A review of 35 oil and gas companies’ executive pay by Carbon Tracker in 2022 reaffirms the point. Not only is pay still normally tied to production growth, but many have increased incentives to grow production. This is even true for the companies that have explicitly pledged to align with the Paris Agreement goals. BP, for instance, has promised emissions reductions of 20-30% by 2030, but 30% of executive pay is tied to production growth. Only around 10% could be described as transition-positive.
What Carbon Tracker found for oil and gas is repeated across most sectors, and especially carbon-heavy industries. Among the top 50 listed European companies, for instance, a recent study by PWC and London Business School found that while 78% had some form of carbon target linked to pay, this is normally added as a metric among many.
With performance targets in carbon-intensive sectors still pointing executives towards increasing emissions, we can hardly blame them for following the incentives we set. Investors not only approve these pay packages in most jurisdictions, but they also vote for members of the remuneration committees that draw them up. If shareholders are serious about pressing for net-zero alignment, they need to call for a reset and start using their votes to hold boards to account.
Best practice
What might climate-safe pay look like? One possibility borrows from the banking sector.

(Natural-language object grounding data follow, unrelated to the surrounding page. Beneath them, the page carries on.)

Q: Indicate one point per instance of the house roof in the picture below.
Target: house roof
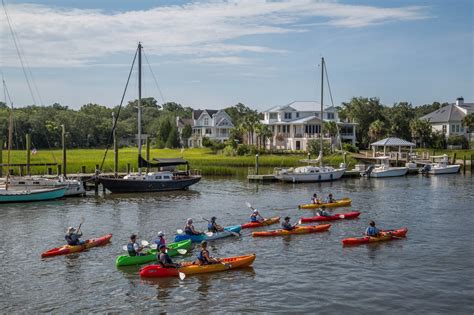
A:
(197, 113)
(393, 142)
(448, 113)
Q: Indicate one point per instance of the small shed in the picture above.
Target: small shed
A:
(392, 142)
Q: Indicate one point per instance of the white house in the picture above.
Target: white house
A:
(448, 119)
(293, 125)
(210, 123)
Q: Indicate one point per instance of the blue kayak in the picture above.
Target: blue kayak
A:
(203, 237)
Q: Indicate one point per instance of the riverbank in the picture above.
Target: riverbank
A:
(202, 159)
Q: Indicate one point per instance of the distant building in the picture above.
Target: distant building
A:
(448, 119)
(293, 125)
(213, 124)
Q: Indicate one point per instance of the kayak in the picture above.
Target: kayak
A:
(68, 249)
(297, 230)
(387, 235)
(265, 222)
(126, 260)
(188, 268)
(336, 216)
(339, 203)
(203, 237)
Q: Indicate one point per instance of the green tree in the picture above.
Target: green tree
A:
(420, 131)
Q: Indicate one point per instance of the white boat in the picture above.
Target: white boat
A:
(313, 173)
(440, 166)
(383, 169)
(73, 186)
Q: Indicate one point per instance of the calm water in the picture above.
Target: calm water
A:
(431, 271)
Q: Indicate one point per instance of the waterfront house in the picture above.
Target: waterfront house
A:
(294, 124)
(448, 119)
(209, 123)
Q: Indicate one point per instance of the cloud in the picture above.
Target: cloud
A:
(53, 36)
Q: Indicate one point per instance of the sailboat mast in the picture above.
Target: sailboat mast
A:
(139, 106)
(322, 121)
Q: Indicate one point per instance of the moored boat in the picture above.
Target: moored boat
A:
(387, 235)
(297, 230)
(266, 222)
(336, 216)
(69, 249)
(339, 203)
(189, 268)
(228, 231)
(150, 255)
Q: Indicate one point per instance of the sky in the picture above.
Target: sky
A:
(215, 53)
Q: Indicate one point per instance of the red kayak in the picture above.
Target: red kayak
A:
(387, 235)
(265, 222)
(68, 249)
(337, 216)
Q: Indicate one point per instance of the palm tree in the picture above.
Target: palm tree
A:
(468, 122)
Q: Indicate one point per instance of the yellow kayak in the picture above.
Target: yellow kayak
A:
(339, 203)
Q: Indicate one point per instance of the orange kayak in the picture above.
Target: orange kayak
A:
(297, 230)
(268, 221)
(68, 249)
(188, 268)
(387, 235)
(339, 203)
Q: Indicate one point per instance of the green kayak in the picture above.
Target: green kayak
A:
(126, 260)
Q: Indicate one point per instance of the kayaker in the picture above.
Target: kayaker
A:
(256, 217)
(213, 227)
(189, 229)
(323, 212)
(160, 240)
(73, 238)
(286, 225)
(315, 200)
(133, 248)
(372, 230)
(330, 199)
(204, 258)
(164, 259)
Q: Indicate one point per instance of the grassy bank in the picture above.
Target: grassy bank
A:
(202, 159)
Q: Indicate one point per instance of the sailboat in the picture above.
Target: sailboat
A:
(312, 173)
(152, 181)
(9, 193)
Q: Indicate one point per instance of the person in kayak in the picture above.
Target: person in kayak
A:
(286, 225)
(189, 228)
(160, 240)
(133, 248)
(203, 258)
(315, 200)
(213, 227)
(72, 237)
(256, 217)
(372, 230)
(323, 212)
(164, 260)
(330, 199)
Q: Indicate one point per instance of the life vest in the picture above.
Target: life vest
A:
(131, 249)
(203, 258)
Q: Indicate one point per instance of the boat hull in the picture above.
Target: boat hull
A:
(120, 185)
(228, 231)
(392, 172)
(69, 249)
(188, 268)
(126, 260)
(311, 177)
(449, 169)
(10, 196)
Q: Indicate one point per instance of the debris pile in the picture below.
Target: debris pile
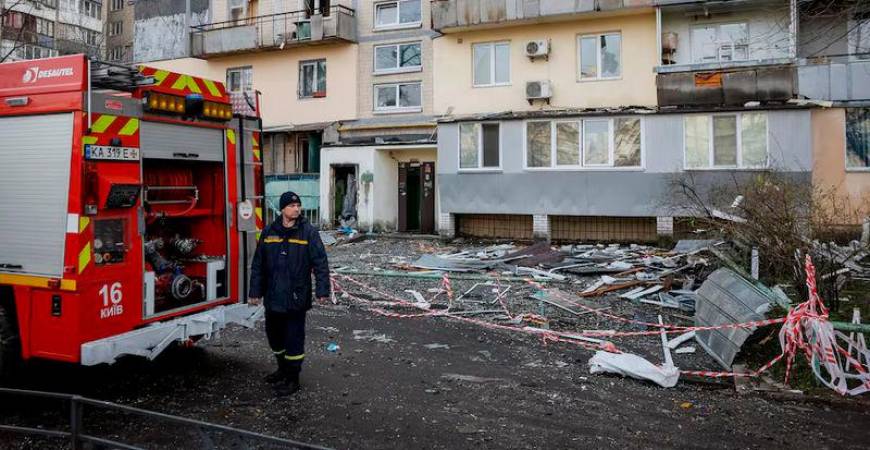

Following the financial crisis of 2007/2008, global prudential regulators were clear that they needed to shift executive incentives away from short-term metrics to an over-riding focus on longer-term capital health. The goal was to discourage risk taking at the expense of financial stability and social wellbeing.
In keeping with guidance from the Financial Stability Board, the UK has promoted key reforms for bankers’ compensation. A capital adequacy ‘underpin’ has been adopted by several banks to ensure that executives do not receive performance-related pay unless capital adequacy tests are met.
In addition, boards are required to implement malus and clawback mechanisms (the former deals with awards that have yet to vest, the latter where vesting has occurred) for variable pay awarded in the past that later turns out to have come from imprudent activity. These measures seek to elevate prudent capital management to the top of executives’ priority list to reinforce banks’ financial stability.
The logic for taking a similar prudential approach for climate risk management is compelling. Rewarding executives for short-term financial gains, achieved by contributing to global warming, puts society at risk. By inserting net zero underpins and/or climate malus and clawback provisions, incentives for climate harm would be neutralised.
This approach could be implemented quickly by inserting them into existing pay schemes, avoiding cumbersome renegotiations of existing performance metrics.
Importantly, responsibility for assessing whether the conditions for the net zero underpin, malus or clawback were met would sit with remuneration committees. Shareholders unhappy with the assessments could vote against remuneration-related resolutions and/or against remuneration committee directors. For the largest – and systemically important – carbon emitters, governments could vet adherence.
The climate is boiling yet we keep rewarding executives for activities that make it worse. If we were prepared to mandate prudence in banks following the financial crisis, we should be prepared to do the same for carbon-intensive companies in the face of the climate crisis.